Single image reflection removal via learning with multi-image constraints

Reflections are very common phenomena in our daily photography, which distract people's attention from the scene behind the glass. The problem of removing reflection artifacts is important but challenging due to its ill-posed nature. The traditional approaches solve an optimization problem over the constraints induced from multiple images, at the expense of large computation costs. Recent learning-based approaches have demonstrated a significant improvement in both performance and running time for single image reflection removal, but are limited as they require a large number of synthetic reflection/clean image pairs for direct supervision to approximate the ground truth, at the risk of overfitting in the synthetic image domain and degrading in the real image domain.
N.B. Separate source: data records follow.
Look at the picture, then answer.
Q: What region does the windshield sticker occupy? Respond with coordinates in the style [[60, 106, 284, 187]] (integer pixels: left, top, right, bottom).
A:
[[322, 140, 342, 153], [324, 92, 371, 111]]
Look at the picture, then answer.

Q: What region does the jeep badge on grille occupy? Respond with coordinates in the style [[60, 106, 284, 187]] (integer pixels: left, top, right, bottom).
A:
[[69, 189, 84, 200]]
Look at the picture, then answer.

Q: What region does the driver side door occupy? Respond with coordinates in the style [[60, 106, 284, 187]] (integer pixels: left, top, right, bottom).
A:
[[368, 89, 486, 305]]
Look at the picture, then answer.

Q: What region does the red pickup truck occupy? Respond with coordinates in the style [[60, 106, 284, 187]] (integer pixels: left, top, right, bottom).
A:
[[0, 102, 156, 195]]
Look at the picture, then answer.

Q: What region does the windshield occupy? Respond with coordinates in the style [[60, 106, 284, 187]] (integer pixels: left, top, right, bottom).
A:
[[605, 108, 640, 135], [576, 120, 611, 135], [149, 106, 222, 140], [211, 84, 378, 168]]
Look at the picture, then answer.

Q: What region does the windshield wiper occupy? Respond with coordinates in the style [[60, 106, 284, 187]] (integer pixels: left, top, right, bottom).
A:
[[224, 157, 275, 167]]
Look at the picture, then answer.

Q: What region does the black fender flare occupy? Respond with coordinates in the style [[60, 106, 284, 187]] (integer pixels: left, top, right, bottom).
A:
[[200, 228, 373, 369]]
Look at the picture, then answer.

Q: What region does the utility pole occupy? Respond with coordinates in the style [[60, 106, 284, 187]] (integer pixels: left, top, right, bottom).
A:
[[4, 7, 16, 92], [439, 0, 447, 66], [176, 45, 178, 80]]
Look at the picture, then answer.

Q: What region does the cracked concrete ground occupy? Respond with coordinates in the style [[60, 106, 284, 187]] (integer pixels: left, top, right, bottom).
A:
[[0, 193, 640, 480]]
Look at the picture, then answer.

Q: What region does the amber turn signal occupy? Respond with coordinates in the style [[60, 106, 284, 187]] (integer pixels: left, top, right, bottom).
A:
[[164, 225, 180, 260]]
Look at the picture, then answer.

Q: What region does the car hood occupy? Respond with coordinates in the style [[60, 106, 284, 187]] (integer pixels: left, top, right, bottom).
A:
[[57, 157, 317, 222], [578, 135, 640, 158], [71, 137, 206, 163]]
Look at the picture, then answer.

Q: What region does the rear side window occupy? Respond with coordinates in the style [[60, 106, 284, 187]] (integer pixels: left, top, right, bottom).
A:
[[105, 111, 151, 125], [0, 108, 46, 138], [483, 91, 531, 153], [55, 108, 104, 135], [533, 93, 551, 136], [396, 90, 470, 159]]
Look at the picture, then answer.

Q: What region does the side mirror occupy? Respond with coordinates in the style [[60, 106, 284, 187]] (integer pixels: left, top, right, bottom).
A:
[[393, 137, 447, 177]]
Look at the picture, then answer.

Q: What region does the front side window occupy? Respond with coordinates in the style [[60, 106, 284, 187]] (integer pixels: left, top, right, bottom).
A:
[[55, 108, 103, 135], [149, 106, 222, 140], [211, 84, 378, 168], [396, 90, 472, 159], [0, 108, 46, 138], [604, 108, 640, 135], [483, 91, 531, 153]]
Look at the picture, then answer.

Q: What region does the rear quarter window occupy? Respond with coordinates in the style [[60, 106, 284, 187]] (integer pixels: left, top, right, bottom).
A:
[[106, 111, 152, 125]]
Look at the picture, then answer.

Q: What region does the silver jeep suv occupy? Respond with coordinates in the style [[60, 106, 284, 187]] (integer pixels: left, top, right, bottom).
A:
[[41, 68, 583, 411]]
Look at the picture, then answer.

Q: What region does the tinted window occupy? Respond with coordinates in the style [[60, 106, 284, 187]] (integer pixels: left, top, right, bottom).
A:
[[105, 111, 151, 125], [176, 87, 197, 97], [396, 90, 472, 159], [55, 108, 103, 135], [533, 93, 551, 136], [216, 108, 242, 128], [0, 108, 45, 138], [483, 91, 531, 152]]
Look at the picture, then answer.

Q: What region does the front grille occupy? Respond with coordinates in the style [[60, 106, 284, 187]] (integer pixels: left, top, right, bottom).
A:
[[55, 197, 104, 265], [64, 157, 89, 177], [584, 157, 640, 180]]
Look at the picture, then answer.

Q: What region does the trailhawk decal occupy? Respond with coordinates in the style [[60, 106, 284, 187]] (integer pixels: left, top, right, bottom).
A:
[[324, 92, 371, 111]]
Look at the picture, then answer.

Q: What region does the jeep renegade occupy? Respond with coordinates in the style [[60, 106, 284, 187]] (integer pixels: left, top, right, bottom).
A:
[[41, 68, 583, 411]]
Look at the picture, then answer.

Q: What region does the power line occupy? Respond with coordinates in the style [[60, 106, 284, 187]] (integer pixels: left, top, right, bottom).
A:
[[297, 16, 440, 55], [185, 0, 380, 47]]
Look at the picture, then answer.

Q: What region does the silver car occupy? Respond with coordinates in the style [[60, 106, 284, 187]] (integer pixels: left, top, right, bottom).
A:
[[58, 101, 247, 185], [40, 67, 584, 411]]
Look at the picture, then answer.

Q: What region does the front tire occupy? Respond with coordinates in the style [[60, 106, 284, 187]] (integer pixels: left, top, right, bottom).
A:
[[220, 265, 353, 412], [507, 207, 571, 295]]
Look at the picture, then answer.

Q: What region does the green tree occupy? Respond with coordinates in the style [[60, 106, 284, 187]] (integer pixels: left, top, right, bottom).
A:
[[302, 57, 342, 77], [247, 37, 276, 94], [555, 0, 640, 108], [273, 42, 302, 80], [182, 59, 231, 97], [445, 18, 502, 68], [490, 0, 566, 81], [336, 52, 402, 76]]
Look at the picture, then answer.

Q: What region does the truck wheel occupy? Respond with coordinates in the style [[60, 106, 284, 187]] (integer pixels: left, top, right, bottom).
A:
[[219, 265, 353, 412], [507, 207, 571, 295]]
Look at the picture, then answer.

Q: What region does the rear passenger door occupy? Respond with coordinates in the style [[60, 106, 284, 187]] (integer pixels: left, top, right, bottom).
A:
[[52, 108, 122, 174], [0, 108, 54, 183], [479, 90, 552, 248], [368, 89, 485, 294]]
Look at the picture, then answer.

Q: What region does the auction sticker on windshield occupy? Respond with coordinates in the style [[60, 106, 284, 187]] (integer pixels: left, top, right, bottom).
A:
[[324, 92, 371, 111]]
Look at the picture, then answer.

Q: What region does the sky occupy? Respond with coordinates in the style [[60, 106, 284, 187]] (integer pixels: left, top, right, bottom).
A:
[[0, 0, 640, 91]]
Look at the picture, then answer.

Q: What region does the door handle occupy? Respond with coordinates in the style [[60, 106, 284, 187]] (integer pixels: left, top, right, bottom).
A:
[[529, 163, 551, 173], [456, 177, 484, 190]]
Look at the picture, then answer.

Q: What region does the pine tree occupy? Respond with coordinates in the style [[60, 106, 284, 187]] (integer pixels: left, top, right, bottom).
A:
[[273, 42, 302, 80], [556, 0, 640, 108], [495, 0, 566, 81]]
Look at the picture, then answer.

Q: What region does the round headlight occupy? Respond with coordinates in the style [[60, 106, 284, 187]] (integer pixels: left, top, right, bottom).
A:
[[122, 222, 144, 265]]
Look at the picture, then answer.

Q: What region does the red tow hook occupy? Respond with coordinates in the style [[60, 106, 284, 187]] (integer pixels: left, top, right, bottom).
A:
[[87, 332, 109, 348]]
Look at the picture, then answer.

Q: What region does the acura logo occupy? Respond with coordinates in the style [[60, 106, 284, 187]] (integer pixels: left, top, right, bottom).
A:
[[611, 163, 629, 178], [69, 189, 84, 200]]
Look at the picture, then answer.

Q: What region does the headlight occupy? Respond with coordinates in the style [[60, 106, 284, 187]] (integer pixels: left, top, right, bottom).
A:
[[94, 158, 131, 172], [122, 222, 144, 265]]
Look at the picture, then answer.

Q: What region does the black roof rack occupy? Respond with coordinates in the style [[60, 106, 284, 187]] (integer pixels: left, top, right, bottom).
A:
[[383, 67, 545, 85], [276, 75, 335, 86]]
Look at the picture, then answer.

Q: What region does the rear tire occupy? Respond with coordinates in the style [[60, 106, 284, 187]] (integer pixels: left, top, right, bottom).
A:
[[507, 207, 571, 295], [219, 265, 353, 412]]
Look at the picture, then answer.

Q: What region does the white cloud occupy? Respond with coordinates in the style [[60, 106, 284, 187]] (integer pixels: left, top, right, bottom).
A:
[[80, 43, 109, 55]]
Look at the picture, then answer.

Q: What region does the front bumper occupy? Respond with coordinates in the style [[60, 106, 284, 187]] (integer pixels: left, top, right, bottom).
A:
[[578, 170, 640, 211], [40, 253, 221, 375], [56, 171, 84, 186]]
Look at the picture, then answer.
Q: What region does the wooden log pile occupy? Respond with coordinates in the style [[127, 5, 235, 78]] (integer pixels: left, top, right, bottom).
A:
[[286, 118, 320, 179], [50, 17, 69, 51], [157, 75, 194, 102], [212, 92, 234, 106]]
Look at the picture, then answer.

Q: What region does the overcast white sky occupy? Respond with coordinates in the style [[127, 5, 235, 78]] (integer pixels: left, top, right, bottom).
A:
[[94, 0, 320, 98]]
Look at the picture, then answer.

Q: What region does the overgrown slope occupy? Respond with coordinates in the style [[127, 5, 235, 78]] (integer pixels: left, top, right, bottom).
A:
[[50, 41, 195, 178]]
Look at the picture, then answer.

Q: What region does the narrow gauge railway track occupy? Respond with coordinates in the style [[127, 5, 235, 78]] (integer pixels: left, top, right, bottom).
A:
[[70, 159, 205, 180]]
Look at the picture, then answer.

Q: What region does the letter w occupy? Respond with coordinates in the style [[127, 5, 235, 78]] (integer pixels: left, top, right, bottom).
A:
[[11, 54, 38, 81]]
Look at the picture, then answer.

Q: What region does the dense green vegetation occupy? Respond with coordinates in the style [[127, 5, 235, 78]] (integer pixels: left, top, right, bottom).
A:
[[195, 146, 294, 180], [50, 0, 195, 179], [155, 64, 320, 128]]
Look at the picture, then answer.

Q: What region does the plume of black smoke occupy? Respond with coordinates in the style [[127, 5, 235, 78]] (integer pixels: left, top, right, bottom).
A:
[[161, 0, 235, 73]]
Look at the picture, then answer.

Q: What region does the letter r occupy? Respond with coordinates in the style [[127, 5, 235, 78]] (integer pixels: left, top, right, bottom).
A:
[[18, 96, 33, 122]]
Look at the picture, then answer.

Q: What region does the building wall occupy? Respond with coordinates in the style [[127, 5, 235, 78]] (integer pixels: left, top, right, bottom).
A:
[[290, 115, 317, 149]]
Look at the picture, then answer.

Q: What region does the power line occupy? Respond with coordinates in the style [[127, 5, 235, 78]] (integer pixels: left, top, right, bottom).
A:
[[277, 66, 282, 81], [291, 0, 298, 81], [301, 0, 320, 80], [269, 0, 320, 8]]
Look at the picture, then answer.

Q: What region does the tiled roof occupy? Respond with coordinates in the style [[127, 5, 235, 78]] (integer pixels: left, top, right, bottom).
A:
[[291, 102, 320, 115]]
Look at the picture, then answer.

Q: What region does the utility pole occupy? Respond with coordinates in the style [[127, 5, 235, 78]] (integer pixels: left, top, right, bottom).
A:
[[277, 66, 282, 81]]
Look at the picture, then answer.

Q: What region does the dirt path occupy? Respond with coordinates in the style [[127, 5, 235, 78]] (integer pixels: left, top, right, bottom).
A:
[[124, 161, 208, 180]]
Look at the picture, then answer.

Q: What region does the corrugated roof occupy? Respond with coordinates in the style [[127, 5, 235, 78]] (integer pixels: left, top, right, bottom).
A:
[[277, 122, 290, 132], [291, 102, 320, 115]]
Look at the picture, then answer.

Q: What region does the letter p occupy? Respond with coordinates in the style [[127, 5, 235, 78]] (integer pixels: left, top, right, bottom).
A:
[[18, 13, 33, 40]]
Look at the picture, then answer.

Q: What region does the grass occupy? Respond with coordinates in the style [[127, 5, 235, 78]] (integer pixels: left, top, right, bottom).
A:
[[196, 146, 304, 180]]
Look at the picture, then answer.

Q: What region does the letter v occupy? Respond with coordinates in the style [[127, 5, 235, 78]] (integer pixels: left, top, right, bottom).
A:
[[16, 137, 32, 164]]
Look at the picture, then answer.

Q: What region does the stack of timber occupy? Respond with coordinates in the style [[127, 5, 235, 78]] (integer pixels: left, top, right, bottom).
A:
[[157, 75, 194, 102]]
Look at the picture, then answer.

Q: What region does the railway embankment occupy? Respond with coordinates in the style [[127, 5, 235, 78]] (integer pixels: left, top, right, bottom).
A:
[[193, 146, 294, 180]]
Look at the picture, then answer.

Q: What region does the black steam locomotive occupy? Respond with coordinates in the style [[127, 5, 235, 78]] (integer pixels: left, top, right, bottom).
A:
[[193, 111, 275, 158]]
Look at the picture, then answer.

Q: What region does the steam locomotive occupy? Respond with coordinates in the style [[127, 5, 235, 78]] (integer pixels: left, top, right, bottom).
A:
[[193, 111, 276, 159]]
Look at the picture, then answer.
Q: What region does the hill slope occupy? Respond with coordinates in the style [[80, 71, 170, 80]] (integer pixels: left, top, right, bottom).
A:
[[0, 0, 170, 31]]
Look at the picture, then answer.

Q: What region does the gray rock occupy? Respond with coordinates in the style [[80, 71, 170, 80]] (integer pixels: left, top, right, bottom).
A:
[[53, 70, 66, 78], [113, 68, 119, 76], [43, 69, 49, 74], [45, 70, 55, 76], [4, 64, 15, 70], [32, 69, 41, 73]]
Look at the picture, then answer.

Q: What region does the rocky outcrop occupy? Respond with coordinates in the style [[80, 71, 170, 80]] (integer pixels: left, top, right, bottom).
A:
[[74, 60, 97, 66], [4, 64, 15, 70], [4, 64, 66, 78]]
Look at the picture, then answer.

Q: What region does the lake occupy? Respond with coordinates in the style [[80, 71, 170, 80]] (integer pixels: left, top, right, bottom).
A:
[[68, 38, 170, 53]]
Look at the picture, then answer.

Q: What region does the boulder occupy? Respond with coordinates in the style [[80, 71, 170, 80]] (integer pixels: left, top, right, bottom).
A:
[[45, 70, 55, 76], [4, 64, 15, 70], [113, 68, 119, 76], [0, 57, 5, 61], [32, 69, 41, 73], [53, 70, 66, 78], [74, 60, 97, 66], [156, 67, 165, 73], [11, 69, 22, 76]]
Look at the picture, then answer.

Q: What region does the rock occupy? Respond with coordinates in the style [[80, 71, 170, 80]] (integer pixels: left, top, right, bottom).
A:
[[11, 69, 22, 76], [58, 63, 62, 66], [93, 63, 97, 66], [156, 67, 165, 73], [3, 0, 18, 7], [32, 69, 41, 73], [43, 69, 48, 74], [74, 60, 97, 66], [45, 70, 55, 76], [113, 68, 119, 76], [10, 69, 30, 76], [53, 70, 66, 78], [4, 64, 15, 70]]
In this paper, we propose a novel learning-based solution that combines the advantages of the aforementioned approaches and overcomes their drawbacks. Our algorithm works by learning a deep neural network to optimize the target with joint constraints enhanced among multiple input images during the training phase, but is able to eliminate reflections only from a single input for evaluation. Our algorithm runs in real-time and achieves state-of-the-art reflection removal performance on real images. We further propose a strong network backbone that disentangles the background and reflection information into separate latent codes, which are embedded into a shared one-branch deep neural network for both background and reflection predictions. The proposed backbone experimentally performs better than the other common network implementations, and provides insightful knowledge to understand the reflection removal task.